Mars is the closest thing we have to Earth in the entire solar system, and that’s not saying much.

The Red Planet is a cold, dead place, with an atmosphere about 100 times thinner than Earth’s. The paltry amount of air that does exist on Mars is primarily composed of noxious carbon dioxide, which does little to protect the surface from the Sun’s harmful rays. Air pressure on Mars is very low. At 600 Pascals, it’s only about 0.6 per cent that of Earth.

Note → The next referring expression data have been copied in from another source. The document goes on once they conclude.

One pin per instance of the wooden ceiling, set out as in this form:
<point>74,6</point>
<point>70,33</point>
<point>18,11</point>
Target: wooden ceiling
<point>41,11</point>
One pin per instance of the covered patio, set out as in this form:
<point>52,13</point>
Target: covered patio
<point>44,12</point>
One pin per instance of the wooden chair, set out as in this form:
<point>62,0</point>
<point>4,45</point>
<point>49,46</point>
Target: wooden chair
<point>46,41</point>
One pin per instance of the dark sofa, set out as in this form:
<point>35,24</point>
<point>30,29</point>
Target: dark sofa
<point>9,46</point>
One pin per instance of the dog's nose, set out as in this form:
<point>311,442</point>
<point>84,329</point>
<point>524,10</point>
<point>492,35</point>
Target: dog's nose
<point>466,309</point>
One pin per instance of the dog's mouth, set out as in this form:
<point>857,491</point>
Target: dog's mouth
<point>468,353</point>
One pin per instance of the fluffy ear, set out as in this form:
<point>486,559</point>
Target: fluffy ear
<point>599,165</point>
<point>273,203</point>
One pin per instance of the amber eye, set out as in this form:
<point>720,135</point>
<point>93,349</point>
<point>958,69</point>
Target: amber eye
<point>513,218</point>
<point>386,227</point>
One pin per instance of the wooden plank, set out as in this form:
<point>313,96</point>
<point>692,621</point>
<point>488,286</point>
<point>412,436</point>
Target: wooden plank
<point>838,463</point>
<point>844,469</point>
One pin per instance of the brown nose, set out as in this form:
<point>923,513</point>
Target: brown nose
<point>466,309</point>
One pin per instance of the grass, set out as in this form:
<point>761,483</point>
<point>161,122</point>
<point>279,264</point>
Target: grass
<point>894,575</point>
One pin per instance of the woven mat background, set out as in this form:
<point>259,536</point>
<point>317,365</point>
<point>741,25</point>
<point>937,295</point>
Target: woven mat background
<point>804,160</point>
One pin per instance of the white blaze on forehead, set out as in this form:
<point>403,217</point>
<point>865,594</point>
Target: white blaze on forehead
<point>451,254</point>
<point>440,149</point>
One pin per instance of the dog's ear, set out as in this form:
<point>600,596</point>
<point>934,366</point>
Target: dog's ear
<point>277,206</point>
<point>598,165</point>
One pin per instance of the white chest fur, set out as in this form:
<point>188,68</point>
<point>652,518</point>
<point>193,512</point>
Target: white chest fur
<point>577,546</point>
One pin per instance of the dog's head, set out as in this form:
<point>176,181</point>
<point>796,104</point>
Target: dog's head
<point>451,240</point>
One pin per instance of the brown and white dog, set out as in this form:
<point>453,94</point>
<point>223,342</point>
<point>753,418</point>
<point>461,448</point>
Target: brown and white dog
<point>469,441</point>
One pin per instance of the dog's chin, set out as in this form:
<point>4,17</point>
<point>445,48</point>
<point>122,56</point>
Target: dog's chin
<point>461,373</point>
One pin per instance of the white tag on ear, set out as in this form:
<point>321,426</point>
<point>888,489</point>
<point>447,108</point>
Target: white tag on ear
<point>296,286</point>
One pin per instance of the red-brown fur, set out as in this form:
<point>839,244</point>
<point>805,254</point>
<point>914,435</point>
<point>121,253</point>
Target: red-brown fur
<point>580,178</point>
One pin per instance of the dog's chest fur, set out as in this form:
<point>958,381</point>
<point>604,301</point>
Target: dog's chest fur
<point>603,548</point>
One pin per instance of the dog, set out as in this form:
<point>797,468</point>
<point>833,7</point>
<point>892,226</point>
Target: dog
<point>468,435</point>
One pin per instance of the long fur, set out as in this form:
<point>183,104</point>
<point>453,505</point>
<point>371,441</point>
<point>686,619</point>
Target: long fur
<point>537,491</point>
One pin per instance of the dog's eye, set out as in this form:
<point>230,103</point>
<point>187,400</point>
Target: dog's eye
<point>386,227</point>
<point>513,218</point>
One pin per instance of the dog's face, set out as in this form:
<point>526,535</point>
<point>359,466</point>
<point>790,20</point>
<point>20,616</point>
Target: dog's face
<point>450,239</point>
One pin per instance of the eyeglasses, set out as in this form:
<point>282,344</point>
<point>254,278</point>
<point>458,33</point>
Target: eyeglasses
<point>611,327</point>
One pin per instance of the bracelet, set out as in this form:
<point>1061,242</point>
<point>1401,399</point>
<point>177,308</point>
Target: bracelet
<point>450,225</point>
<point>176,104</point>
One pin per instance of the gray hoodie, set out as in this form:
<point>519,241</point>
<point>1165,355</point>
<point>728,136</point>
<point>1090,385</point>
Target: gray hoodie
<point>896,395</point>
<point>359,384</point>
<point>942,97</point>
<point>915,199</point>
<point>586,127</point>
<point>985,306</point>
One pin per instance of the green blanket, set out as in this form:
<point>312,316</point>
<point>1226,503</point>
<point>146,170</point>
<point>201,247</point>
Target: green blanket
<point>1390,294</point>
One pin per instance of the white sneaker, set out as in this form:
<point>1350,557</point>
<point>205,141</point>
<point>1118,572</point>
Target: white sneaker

You might as well be exposed to the vacuum of space, resulting in a severe form of the bends — including ruptured lungs, dangerously swollen skin and body tissue, and ultimately death. The thin atmosphere also means that heat cannot be retained at the surface. The average temperature on Mars is -63 degrees Celsius, with temperatures dropping as low as -126 degrees.

By contrast, the coldest temperature ever recorded on Earth was at Vostok Station in Antarctica, at -89 degrees Celsius on June 23, 1982. Once temperatures get below the -40 degrees Celsius mark, people who aren’t properly dressed for the occasion can expect hypothermia to set in within about five to seven minutes.